Marguerita Mergentime (1894–1941) was an American textile designer best known for printed fabrics, making her mark in the 1930s with table linens in bold colors and innovative patterns created to enliven American households. Mergentime also designed sheets, towels, and tableware. In New York City in the 1930s, Mergentime worked with some of the best-known designers of the day, including Donald Deskey, Russel Wright, and Frederick Kiesler. Her work was featured in The New Yorker, House & Garden, House Beautiful, and Vogue.[1]
Born Marguerita Straus on March 3, 1894, in New York City, she was the daughter of Max and Adelaide (Ottenheim) Straus. Mergentime graduated from the Ethical Culture School.
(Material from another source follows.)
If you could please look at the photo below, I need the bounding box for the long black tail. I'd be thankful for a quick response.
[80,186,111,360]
She pursued art studies through classes at Teachers College from 1923 to 1927, as well as with designer Ilonka Karasz and through museum study rooms. In 1914, she married Charles Mergentime, a businessman and investor, and they had two daughters. The sitting room of the Mergentime's New York apartment was designed by Frederick Kiesler.[2] [3]
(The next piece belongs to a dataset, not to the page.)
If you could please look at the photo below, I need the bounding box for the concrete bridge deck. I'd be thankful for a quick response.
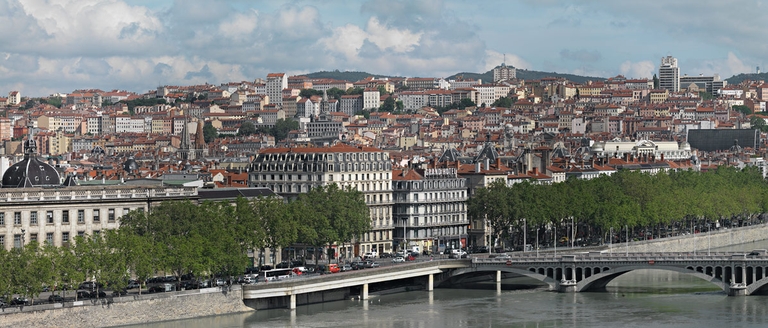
[243,250,768,309]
In the late 1920s and early 1930s Mergentime, unable to find the types of table linens she wanted, set out to fill this niche by becoming a textile designer. She began to educate herself, conducting research in museums and studying the arts with designers such as Ilonka Karasz.[4] In addition to textiles her studies covered diverse areas including bookbinding, music, photography, and painting. Mergentime become a member of the American Union of Decorative Artists and Craftsmen (AUDAC)[5] as early as 1929. Mergentime's AUDAC colleagues included numerous influential designers whose works define 20th-century modernism in America, such as Frank Lloyd Wright, Egmont Arens, Donald Deskey, Norman Bel Geddes, Eliel Saarinen, and Russel Wright. Her textiles were included in the 1931 AUDAC exhibition at the Brooklyn Museum, along with those by Mariska Karasz; the press release for the exhibition states: "Miss Mergentime is a designer of textiles, packaging, wallpaper, and is the designing stylist for the Kleinert Rubber Company."[6] [7] Mergentime was also a member of the Fashion Group.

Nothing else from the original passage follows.